Maka dari itu, pintar-pintarlah kita ketika melakukan transaksi online. Setidaknya ada zona aman di mana kita bisa melakukan transaksi  online dengan benar. Pertama, melakukan transaksi online lewat e-commerce yang sudah terpercaya. Kedua, menggunakan fitur pihak ketiga untuk menangguhkan uang pembayaran ke penjual sebelum barang diterima oleh pembeli.

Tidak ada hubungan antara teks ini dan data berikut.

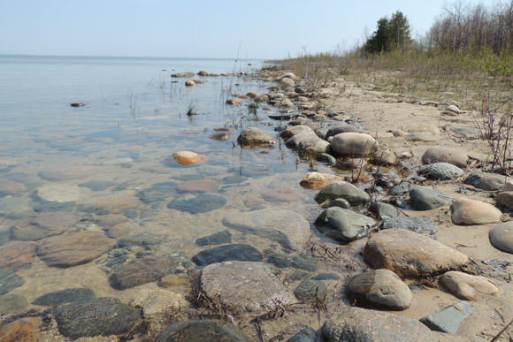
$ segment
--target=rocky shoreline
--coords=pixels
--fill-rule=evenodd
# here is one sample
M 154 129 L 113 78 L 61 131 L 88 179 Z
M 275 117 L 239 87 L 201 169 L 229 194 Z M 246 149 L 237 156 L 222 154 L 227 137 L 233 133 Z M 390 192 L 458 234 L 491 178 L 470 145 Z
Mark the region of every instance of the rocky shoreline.
M 283 143 L 309 163 L 311 172 L 300 184 L 318 204 L 315 218 L 258 206 L 228 215 L 222 219 L 226 230 L 196 239 L 203 250 L 185 262 L 145 255 L 158 239 L 124 234 L 121 224 L 105 234 L 62 234 L 78 217 L 39 217 L 35 227 L 34 219 L 20 220 L 11 233 L 27 241 L 0 247 L 1 307 L 16 303 L 8 293 L 24 284 L 17 270 L 31 262 L 23 263 L 28 255 L 55 268 L 106 262 L 114 270 L 113 289 L 154 283 L 154 296 L 136 303 L 96 298 L 80 287 L 47 293 L 33 304 L 49 309 L 10 317 L 0 328 L 3 340 L 481 341 L 509 323 L 513 179 L 483 171 L 487 152 L 482 140 L 469 138 L 469 112 L 457 103 L 409 103 L 372 85 L 351 85 L 348 94 L 343 80 L 314 94 L 292 72 L 256 77 L 276 87 L 264 95 L 233 95 L 226 104 L 278 109 L 279 115 L 269 112 L 279 122 L 281 141 L 253 126 L 241 132 L 237 143 L 258 152 Z M 185 86 L 194 87 L 189 80 L 194 83 L 188 80 Z M 226 140 L 232 133 L 215 136 Z M 201 164 L 208 157 L 176 151 L 169 163 Z M 332 172 L 316 171 L 316 165 Z M 42 177 L 66 177 L 55 173 Z M 180 186 L 217 186 L 191 180 Z M 20 186 L 0 183 L 0 192 L 21 191 Z M 161 200 L 163 189 L 176 191 L 160 184 L 136 196 L 121 192 L 84 202 L 80 211 L 116 220 L 140 201 Z M 53 198 L 51 190 L 40 188 L 38 195 Z M 287 201 L 293 192 L 269 196 Z M 222 196 L 201 193 L 167 208 L 196 214 L 226 203 Z M 256 236 L 275 248 L 233 243 L 235 233 Z M 73 258 L 59 257 L 63 246 L 76 250 Z M 126 246 L 141 249 L 134 262 L 125 263 Z M 177 290 L 170 296 L 163 289 Z M 165 311 L 154 309 L 163 303 Z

Barang dapat diserahterimakan

Dalam e-commerce, terdapat kerjasama antara beberapa pihak yang bersangkutan untuk menunjang berhasilnya fase serah terima barang hasil transaksi online. Di sisi ini seorang penjual  tidak mungkin secara langsung menemui pembeli ketika transaksi telah dilakukan, tetapi ia perlu menggunakan jasa ekspedisi atau jasa kurir yang memang secara spesialis bertugas mengantarkan barang lewat sirkulasi ekspedisinya.

Lantas apa substansi dari “dapat diserahterimakan”?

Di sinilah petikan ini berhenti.